The short version
Computers are good with numbers and bad with meaning. The sentence "how do I deploy my app?" and "getting my code live on the internet" mean roughly the same thing, but a keyword search would miss the connection. Embeddings solve this by converting text into a list of numbers (a vector) where similar meanings end up close together in mathematical space.

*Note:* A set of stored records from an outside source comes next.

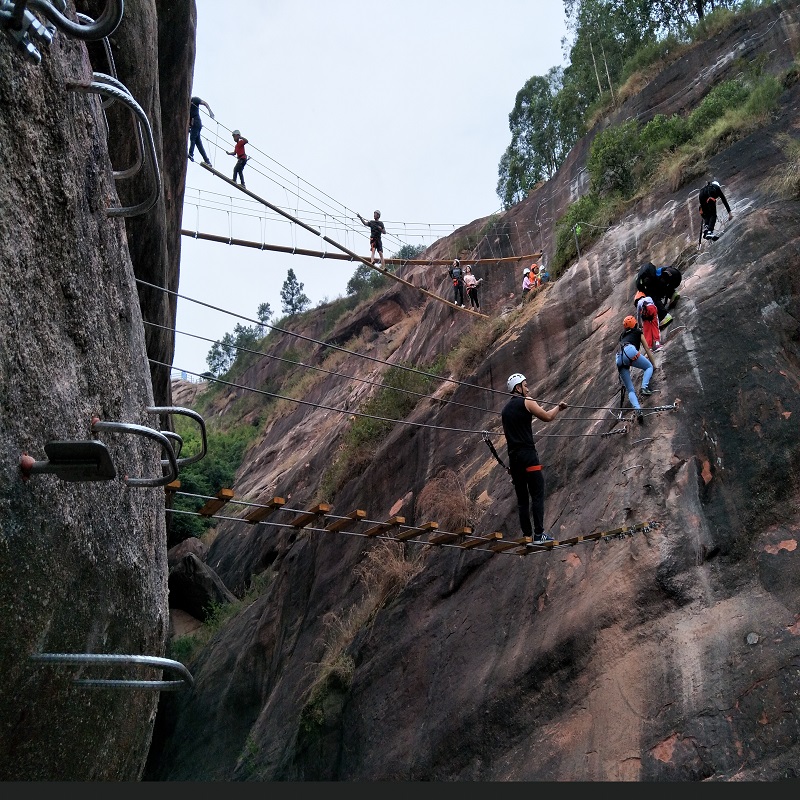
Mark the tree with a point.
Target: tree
(409, 252)
(221, 355)
(264, 315)
(538, 145)
(293, 300)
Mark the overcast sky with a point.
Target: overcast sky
(348, 107)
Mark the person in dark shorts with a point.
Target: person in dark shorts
(524, 466)
(195, 126)
(376, 228)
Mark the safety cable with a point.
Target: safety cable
(322, 344)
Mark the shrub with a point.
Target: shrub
(724, 96)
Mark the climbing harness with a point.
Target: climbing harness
(489, 444)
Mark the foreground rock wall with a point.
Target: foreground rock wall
(83, 565)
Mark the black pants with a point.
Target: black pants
(237, 170)
(709, 214)
(194, 141)
(529, 488)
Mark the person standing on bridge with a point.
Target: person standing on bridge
(195, 126)
(376, 229)
(241, 158)
(523, 460)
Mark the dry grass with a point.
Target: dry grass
(384, 572)
(784, 180)
(445, 501)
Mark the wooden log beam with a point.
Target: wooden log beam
(401, 536)
(212, 506)
(382, 527)
(260, 513)
(339, 524)
(301, 520)
(485, 539)
(501, 547)
(449, 536)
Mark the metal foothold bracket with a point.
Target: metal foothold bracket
(72, 461)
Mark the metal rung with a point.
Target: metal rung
(141, 430)
(72, 461)
(187, 412)
(99, 658)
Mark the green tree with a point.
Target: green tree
(264, 315)
(293, 299)
(409, 251)
(221, 355)
(538, 145)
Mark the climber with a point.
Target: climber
(457, 274)
(707, 199)
(627, 356)
(376, 229)
(523, 460)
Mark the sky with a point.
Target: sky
(347, 108)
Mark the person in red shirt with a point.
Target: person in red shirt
(241, 158)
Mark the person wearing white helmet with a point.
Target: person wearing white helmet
(526, 281)
(523, 460)
(457, 274)
(707, 198)
(376, 228)
(241, 158)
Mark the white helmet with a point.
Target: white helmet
(514, 380)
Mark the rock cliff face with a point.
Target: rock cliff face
(668, 655)
(83, 565)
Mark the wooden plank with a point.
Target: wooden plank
(353, 516)
(501, 546)
(485, 539)
(262, 512)
(301, 520)
(401, 536)
(212, 506)
(382, 527)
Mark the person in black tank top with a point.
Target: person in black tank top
(524, 466)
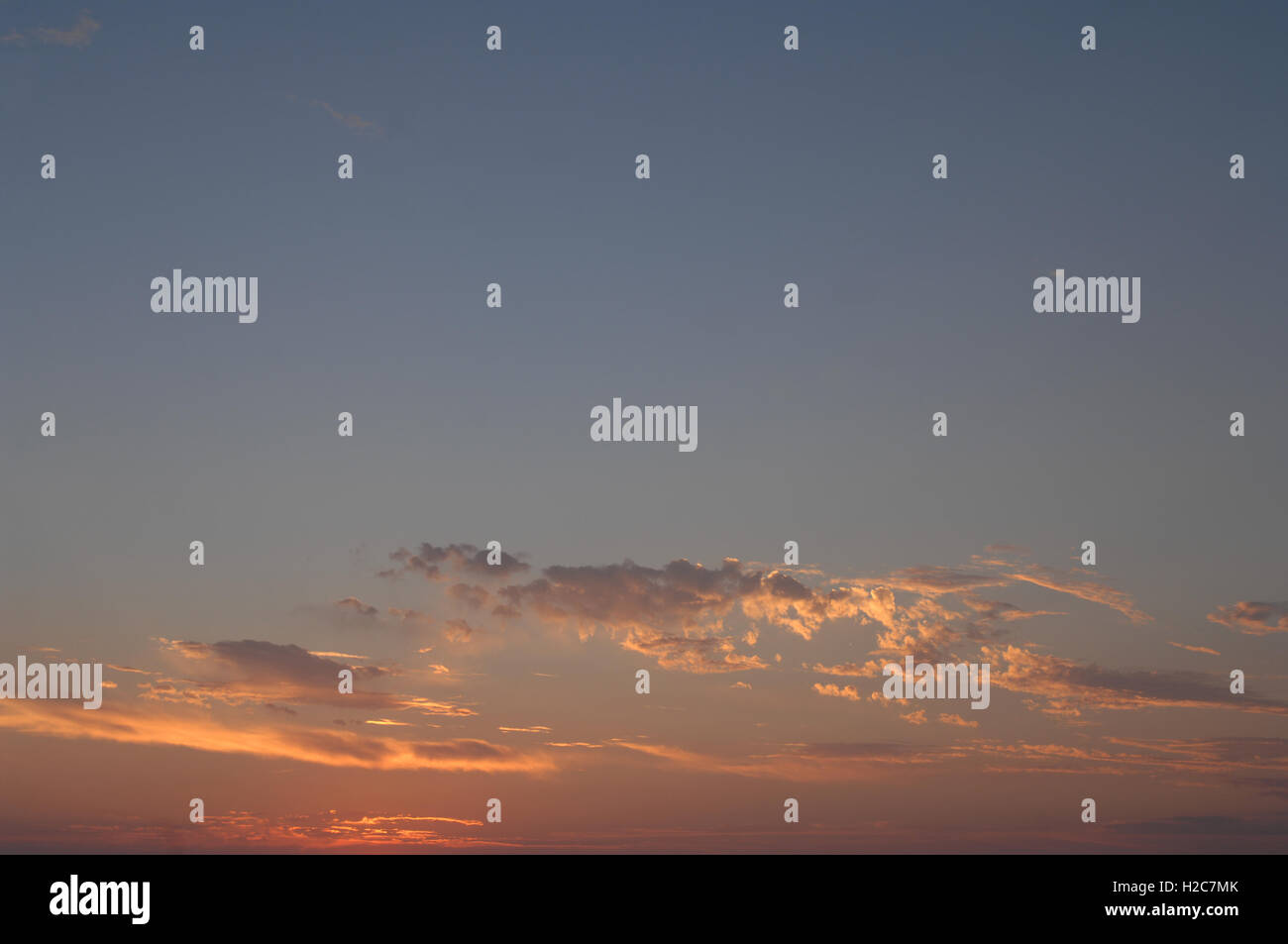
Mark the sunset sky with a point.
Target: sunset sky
(472, 424)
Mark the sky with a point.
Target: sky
(472, 424)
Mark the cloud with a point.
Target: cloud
(77, 37)
(849, 691)
(446, 563)
(1069, 687)
(1252, 618)
(1083, 588)
(257, 672)
(323, 746)
(353, 123)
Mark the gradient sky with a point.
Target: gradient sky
(472, 424)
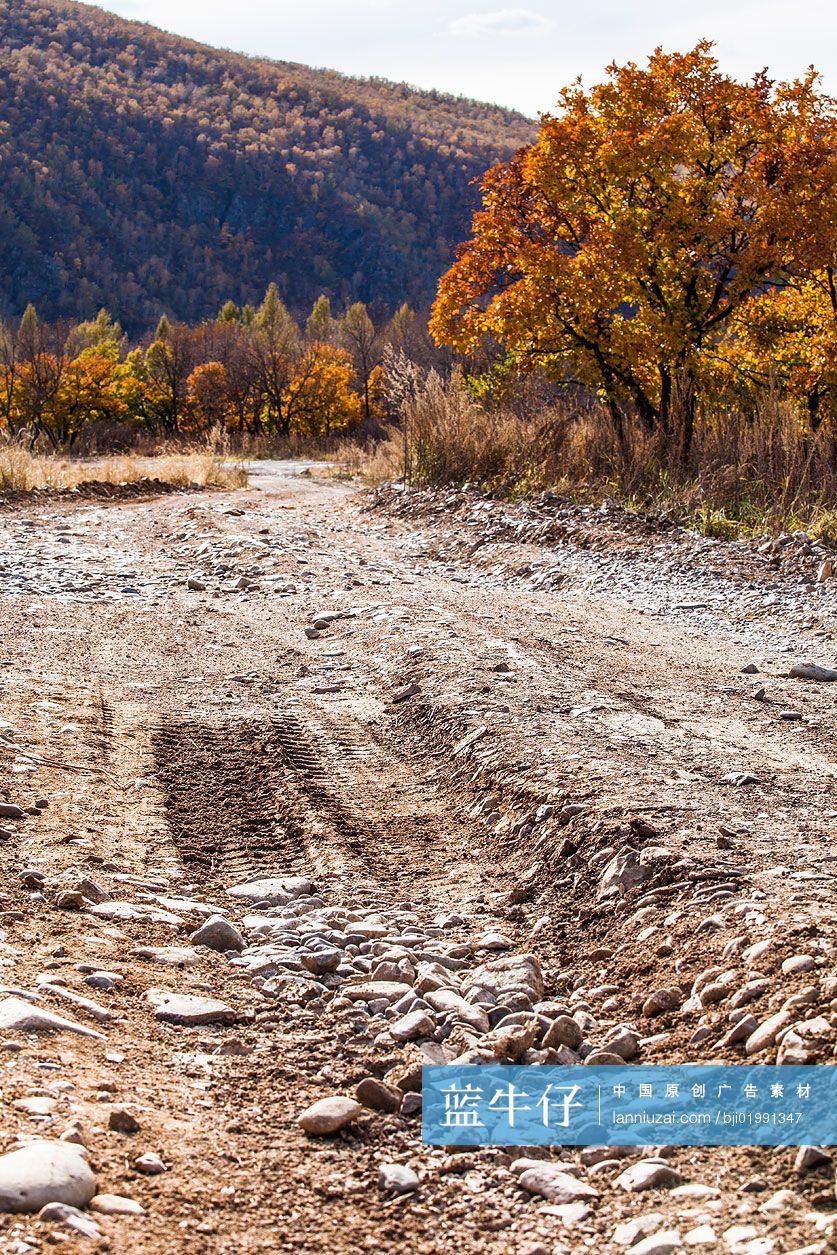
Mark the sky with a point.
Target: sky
(517, 57)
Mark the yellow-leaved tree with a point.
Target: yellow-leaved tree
(619, 247)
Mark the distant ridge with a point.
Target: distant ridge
(152, 173)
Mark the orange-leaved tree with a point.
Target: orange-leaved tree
(619, 246)
(323, 402)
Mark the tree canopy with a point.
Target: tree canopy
(631, 242)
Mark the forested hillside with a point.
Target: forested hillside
(149, 173)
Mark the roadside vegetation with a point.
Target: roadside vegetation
(646, 310)
(23, 471)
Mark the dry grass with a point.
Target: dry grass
(21, 471)
(746, 476)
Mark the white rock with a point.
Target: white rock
(631, 1230)
(19, 1015)
(554, 1185)
(329, 1115)
(62, 1214)
(116, 1205)
(659, 1244)
(704, 1235)
(149, 1164)
(190, 1009)
(45, 1172)
(218, 934)
(648, 1175)
(170, 955)
(397, 1179)
(276, 890)
(812, 672)
(413, 1024)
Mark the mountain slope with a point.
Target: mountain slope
(146, 172)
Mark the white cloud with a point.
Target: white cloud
(503, 21)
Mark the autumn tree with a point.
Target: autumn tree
(359, 336)
(619, 247)
(321, 397)
(207, 397)
(320, 326)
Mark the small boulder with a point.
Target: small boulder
(329, 1116)
(218, 934)
(45, 1172)
(397, 1179)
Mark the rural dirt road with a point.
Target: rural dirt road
(517, 771)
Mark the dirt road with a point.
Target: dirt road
(508, 736)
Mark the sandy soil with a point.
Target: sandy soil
(577, 695)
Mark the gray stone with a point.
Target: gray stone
(320, 961)
(648, 1175)
(188, 1009)
(413, 1024)
(378, 1096)
(623, 872)
(664, 1243)
(811, 1157)
(116, 1205)
(122, 1121)
(767, 1033)
(564, 1030)
(170, 955)
(388, 990)
(812, 672)
(397, 1179)
(276, 890)
(218, 934)
(149, 1164)
(45, 1172)
(329, 1116)
(555, 1185)
(62, 1214)
(21, 1017)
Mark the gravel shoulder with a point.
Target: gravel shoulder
(552, 764)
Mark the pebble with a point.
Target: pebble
(218, 934)
(661, 1000)
(190, 1009)
(378, 1096)
(812, 672)
(811, 1157)
(122, 1121)
(45, 1172)
(63, 1214)
(640, 1226)
(116, 1205)
(21, 1017)
(767, 1033)
(329, 1116)
(648, 1175)
(276, 890)
(397, 1179)
(659, 1244)
(555, 1185)
(564, 1030)
(149, 1164)
(413, 1024)
(170, 955)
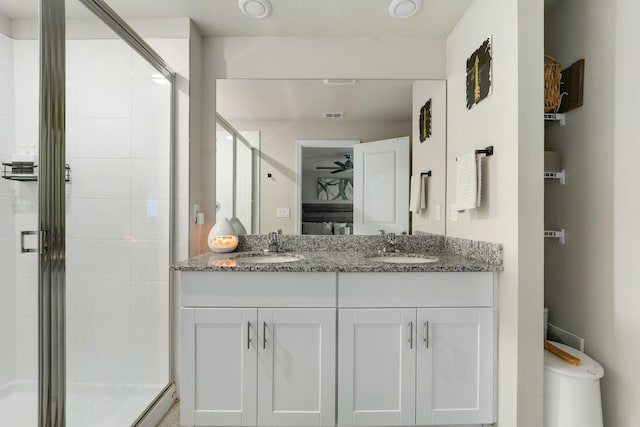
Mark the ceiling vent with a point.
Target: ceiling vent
(339, 82)
(257, 9)
(404, 8)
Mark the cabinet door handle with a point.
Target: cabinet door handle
(411, 335)
(248, 335)
(264, 335)
(426, 334)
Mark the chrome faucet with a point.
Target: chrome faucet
(272, 241)
(390, 243)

This is the technology behind semantic search, recommendation systems, and RAG pipelines. It's how AI tools find relevant documents even when the search terms don't match the exact words.
How it works
An embedding model takes a piece of text and returns a vector, a list of numbers, typically 768 to 3,072 numbers long. Each number encodes some aspect of the text's meaning. You don't need to understand what each individual number represents. What matters is that similar texts produce similar vectors.
The process:
- Embed your content. Take each document, paragraph, or chunk of text and run it through an embedding model. Store the resulting vectors in a database alongside the original text.
- Embed the query. When a user asks a question, run that through the same embedding model to get a query vector.
- Compare. Use a distance metric (usually cosine similarity) to find which stored vectors are closest to the query vector. The closest matches are the most semantically similar content.
"how do I deploy?" → [0.12, -0.34, 0.56, ...] (1536 numbers)
"getting code live" → [0.11, -0.33, 0.55, ...] (similar numbers = similar meaning)
"best pizza in London" → [0.87, 0.23, -0.91, ...] (different numbers = different meaning)
Embedding models are separate from generation models. OpenAI's text-embedding-3-small, Cohere's embed-english-v3, and open-source models like nomic-embed-text are all embedding models. They're cheaper and faster than LLMs because they only need to read and encode, not generate.
Vector databases (Pinecone, Weaviate, Chroma, or the pgvector extension for PostgreSQL) are optimised for storing and searching these vectors efficiently.
Why it matters
Embeddings are the mechanism behind "chat with your docs," semantic search, and content recommendations. If you're building a RAG pipeline, embeddings are the retrieval step. Understanding what they do and how they work helps you make better decisions about chunking strategy (how you split documents), model choice, and why search results sometimes miss or surprise you.